CFDRM: Coarse-to-Fine Dynamic Refinement Model for Weakly Supervised Moving Vehicle Detection in Satellite Videos

Jie Feng, Quanpeng Jiang, Junpeng Zhang, Yuping Liang, Ronghua Shang, Licheng Jiao

Published: 2024, Last Modified: 01 Oct 2024IEEE Trans. Geosci. Remote. Sens. 2024EveryoneRevisionsBibTeXCC BY-SA 4.0

Abstract: Deep learning methods have gradually developed into the mainstream methods of moving vehicle detection in satellite videos. However, these methods require labor-intensive and time-consuming box-level annotations to predict accurate locations and sizes, which is challenging for large-scale satellite video datasets with hundreds of vehicles. To address this problem, a novel coarse-to-fine dynamic refinement model (CFDRM) is proposed for moving vehicle detection in satellite videos only under the supervision of point-level annotations.

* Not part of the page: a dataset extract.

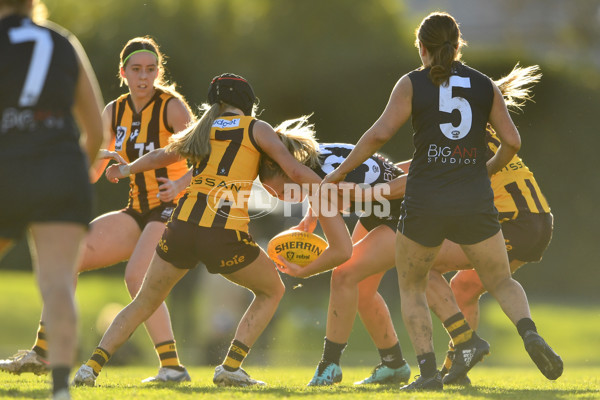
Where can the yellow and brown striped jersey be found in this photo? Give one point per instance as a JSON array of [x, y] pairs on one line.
[[515, 188], [138, 134], [218, 194]]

CFDRM generates initial proposal boxes and performs spatio-guided matching with point annotations to obtain coarse box-level pseudo annotations. The initial priority of these coarse annotations is calculated by leveraging locally consistent prior tailored to satellite videos. Then, a dynamic refinement detector is constructed to transfer coarse annotations to fine annotations with prior and predictive collaborative curriculum refinement. During the curriculum learning (CL) process, the coarse annotations are sequentially learned with a certain priority, where the priority is inferred by considering the prior knowledge from the locally consistent prior and the knowledge itself from the predicted detector. Ultimately, a novel ambiguity-aware loss is designed to optimize the dynamic refinement detector from coarse annotations to fine annotations in an adaptively weighted fashion. Extensive experiments have been conducted on the Jilin-1 and SkySat satellite video datasets, thus demonstrating the superiority of CFDRM.